Some simple calculations. Errors start at 693764096 and ends at 693894656 which means 130560 B = 127.5 KiB of corrupted/lost data. That’s 0,000003% of the database size, so I guess I should be able to live with it. It’s also infuriating (but logical) that such a tiny amount of data can make such a mess.

Let’s replace the file:

root@postgresql ~# ll 20819.9.dd
-rw-r--r-- 1 root root 1.0G Mar 11 23:37 20819.9.dd
root@postgresql ~# cd /var/lib/postgresql/11/main/base/20415/
root@postgresql /v/l/p/1/m/b/20415# mv 20819.9 20819.9.old
root@postgresql /v/l/p/1/m/b/20415# cp ~/20819.9.dd 20819.9
root@postgresql /v/l/p/1/m/b/20415# chown postgres:postgres 20819.9

Of course I stopped the PostgreSQL server during the operation.

Since then, I have not had a single failing query related to I/O:

root@postgresql ~# grep 'Input/output error' /var/log/postgresql/postgresql-11-main.log | wc -l
0
root@postgresql ~# grep 'Input/output error' /var/log/postgresql/postgresql-11-main.log.1 | tail -5
2019-03-09 16:22:46.269 CET [14465] mstdn@mstdn ERROR: could not read block 1264350 in file "base/20415/20819.9": Input/output error
2019-03-09 17:32:08.646 CET [16096] mstdn@mstdn ERROR: could not read block 1264350 in file "base/20415/20819.9": Input/output error
2019-03-09 17:43:54.887 CET [16763] mstdn@mstdn ERROR: could not read block 1264346 in file "base/20415/20819.9": Input/output error
2019-03-09 19:24:59.579 CET [17444] mstdn@mstdn ERROR: could not read block 1264350 in file "base/20415/20819.9": Input/output error
2019-03-09 21:24:06.808 CET [408] mstdn@mstdn ERROR: could not read block 1264351 in file "base/20415/20819.9": Input/output error
root@postgresql ~# date
Sat Mar 16 15:43:15 CET 2019

Success! I can now dump the database too.
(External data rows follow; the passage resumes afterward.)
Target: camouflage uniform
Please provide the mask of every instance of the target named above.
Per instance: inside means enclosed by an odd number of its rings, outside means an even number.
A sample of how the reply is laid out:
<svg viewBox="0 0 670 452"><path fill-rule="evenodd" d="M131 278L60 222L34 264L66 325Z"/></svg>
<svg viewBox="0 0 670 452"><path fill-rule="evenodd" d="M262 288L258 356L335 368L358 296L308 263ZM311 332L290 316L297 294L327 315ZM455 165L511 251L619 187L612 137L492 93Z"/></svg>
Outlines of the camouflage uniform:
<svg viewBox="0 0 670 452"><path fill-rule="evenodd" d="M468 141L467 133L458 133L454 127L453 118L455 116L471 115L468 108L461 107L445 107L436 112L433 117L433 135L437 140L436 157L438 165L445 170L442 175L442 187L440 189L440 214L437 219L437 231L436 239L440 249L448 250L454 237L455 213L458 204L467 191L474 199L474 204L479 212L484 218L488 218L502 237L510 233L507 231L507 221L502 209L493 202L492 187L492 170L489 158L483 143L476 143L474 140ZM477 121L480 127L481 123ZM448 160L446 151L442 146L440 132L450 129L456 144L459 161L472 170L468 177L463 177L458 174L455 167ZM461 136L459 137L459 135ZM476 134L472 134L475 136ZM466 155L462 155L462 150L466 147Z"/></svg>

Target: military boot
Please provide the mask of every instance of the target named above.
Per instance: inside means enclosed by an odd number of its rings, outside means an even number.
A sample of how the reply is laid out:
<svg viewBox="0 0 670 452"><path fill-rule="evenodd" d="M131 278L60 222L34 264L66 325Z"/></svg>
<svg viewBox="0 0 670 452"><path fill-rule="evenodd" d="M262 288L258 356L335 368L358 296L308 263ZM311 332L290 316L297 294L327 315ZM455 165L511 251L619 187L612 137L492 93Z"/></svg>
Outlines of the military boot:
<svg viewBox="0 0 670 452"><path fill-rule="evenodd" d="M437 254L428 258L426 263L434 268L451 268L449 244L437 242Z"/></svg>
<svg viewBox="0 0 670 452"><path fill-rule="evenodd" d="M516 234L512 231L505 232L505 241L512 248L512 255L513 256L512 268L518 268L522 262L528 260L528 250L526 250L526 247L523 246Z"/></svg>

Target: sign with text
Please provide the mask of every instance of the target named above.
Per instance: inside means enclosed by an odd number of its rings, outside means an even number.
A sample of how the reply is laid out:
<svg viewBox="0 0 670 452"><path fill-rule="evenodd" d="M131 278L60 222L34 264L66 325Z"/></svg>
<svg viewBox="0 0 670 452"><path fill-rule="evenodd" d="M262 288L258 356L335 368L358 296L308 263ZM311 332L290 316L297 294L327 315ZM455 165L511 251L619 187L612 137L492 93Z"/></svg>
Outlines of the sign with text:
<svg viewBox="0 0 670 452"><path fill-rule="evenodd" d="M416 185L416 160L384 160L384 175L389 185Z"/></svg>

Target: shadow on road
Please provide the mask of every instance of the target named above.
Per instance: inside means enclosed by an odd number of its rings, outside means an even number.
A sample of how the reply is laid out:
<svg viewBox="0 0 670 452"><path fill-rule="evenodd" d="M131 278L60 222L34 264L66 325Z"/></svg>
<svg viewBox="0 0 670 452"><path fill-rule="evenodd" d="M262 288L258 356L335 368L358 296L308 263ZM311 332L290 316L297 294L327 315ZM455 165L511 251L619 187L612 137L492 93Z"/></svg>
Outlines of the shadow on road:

As expected the 20819.9 file was not reported as corrupted by zpool status -v, but 20819.9.old was, so I deleted it since I didn’t need it anymore.

I’m not an expert in file systems or databases, but I thought it was an experience worth sharing. I definitely lost a bit of non-critical data, but it was the best outcome. I had very little downtime and I didn’t have to restore dumps which would have make me loss way more data. The same issue affecting the accounts table could have been disastrous.

I still have errors that come and go on my zpool. I am a bit concerned since I don’t know the source of these errors. Is the underlying storage corrupted or unreliable? Did I corrupt something myself? Is it a bug with ZOL? LXD? I don’t know.

This VM is not even a month old but I guess I have to start a new one from scratch and migrate my containers. Will use ZFS though? I’m not sure.